Vor dem Hintergrund der Bestimmung des § 5 Abs 1 Satz 2 VStG ist es ihm daher nicht gelungen, mangelndes Verschulden glaubhaft zu machen. Er durfte daher zu Recht bestraft werden.

Zur Strafbemessung:

Gemäß § 99 Abs 3 lit a StVO 1960 in der hier anzuwendenden Fassung BGBl I Nr. 134/1999 begeht eine Verwaltungsübertretung und ist mit einer Geldstrafe bis zu 10.000 Schilling, im Fall ihrer Uneinbringlichkeit mit Arrest bis zu 2 Wochen zu bestrafen, wer u. a. als Lenker eines Fahrzeuges gegen die Vorschriften dieses Bundesgesetzes verstößt und das Verhalten nicht nach den Absätzen 1, 1a, 1b, 2, 2a, 2b oder 4 zu bestrafen ist. Jedes Missachten des Lichtzeichens ?rotes Licht" ist in erhöhtem Maß geeignet, Belange der Verkehrssicherheit zu beeinträchtigen, auch wenn sich eine vom Berufungswerber für den Fall der Richtigkeit des Tatvorwurfs behauptete akute Gefährdung anderer Straßenbenützer nicht ergeben sollte.

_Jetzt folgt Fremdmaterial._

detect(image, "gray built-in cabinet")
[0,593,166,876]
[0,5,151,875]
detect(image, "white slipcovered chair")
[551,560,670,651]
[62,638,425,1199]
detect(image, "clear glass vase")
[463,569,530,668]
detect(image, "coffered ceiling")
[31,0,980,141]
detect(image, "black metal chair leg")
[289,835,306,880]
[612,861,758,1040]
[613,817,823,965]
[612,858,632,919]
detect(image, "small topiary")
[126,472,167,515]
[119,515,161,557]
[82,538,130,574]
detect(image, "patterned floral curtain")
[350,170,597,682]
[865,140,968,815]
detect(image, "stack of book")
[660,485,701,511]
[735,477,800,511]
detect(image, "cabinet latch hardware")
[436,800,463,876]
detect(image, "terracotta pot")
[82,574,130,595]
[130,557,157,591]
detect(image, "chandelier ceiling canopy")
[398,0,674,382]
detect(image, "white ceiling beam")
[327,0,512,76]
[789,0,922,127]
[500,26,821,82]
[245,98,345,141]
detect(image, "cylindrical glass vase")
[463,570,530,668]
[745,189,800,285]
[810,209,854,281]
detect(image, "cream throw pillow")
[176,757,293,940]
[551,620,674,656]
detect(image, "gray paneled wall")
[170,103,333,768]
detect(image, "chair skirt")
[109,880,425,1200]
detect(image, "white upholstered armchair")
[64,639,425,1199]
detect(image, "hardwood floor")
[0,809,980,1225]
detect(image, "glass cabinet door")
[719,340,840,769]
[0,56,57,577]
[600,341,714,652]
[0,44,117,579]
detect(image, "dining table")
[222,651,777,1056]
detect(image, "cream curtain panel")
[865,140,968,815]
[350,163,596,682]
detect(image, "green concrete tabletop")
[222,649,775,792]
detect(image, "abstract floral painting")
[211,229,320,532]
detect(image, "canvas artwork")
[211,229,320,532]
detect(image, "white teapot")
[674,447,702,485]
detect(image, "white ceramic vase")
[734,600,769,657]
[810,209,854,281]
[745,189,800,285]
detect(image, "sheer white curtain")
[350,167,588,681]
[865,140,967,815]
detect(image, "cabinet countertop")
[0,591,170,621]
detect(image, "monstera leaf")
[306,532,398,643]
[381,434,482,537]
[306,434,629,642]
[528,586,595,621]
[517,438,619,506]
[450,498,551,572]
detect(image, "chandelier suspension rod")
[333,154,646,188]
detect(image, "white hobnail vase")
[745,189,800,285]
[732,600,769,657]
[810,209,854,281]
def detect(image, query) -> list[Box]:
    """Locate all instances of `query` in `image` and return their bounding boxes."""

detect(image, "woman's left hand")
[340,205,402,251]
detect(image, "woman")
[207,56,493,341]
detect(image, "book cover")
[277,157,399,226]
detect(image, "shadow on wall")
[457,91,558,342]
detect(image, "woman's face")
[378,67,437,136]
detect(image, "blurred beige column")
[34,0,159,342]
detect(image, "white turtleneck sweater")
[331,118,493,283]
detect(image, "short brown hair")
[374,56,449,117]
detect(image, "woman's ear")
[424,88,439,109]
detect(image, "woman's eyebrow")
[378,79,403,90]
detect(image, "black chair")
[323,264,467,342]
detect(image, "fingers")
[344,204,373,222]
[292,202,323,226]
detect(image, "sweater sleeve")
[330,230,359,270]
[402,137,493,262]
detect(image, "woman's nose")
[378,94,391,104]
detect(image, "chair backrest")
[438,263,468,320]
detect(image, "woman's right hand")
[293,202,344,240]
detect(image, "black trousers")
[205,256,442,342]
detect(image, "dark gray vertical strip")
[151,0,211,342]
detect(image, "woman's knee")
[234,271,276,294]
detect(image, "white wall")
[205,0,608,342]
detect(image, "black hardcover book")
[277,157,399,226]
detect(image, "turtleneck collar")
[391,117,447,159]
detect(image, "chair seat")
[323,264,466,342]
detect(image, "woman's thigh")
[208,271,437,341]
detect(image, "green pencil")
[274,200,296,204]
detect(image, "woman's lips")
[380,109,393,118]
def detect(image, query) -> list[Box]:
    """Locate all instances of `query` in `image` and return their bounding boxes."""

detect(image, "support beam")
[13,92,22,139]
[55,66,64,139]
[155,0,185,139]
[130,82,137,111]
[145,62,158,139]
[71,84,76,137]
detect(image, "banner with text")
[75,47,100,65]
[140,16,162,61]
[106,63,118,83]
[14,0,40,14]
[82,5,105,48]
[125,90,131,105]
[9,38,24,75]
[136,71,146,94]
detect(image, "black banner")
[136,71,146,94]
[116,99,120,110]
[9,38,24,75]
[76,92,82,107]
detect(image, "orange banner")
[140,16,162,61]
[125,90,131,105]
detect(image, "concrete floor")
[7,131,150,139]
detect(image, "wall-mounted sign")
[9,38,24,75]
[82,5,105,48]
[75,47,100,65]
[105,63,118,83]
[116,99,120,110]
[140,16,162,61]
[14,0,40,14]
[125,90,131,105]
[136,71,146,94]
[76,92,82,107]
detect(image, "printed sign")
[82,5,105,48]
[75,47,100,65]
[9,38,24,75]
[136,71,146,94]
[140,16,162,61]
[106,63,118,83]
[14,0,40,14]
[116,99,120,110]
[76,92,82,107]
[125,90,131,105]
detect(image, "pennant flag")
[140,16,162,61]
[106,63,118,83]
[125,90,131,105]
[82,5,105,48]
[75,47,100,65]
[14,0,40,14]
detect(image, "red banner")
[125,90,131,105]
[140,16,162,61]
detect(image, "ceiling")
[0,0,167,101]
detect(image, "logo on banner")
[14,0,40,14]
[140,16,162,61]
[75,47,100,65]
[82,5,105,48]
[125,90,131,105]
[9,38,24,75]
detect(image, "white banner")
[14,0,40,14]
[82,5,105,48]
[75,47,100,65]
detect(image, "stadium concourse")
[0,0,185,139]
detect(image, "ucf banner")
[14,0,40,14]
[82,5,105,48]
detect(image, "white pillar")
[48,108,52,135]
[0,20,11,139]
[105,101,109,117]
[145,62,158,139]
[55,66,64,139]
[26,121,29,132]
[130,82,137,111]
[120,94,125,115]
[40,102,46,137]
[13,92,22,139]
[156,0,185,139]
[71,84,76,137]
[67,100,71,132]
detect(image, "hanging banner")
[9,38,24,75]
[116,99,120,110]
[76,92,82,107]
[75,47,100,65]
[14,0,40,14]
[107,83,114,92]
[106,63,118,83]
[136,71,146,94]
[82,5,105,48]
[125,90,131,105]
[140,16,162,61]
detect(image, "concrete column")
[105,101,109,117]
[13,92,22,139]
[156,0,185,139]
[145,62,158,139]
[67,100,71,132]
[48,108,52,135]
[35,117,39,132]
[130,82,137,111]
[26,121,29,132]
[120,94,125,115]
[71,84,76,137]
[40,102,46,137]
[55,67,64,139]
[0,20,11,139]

Die Ausführung des Berufungswerbers lassen keine bloß geringe Sorgfaltswidrigkeit erkennen. Auch der Schuldgehalt ist somit nicht gering.

Der Berufungswerber ist nach dem nicht konkret bestrittenen Akteninhalt im Tatzeitpunkt rechtskräftig wg. insgesamt drei Verwaltungsübertretungen nach der StVO 1960, somit einschlägig, vorgemerkt gewesen. Dieser Umstand ist als erschwerend zu berücksichtigen. Sonstige Erschwerungs- oder Milderungsgründe haben sich nicht ergeben.

Trotz der vom Berufungswerber angegebenen sehr ungünstigen finanziellen Verhältnisse (Notstandshilfe im Ausmaß von 500 Euro monatlich) ist die Verhängung einer Strafe von rund 15 % der Strafobergrenze bei einem mehrfach einschlägig vorgemerkten Kfz-Lenker noch nicht überhöht, zumal die bisherigen, rund halb so hohen Bestrafungen offenbar nicht geeignet waren, den Berufungswerber von weiteren Übertretungen der StVO 1960 abzuhalten.

Somit war seiner Berufung keine Folge zu geben.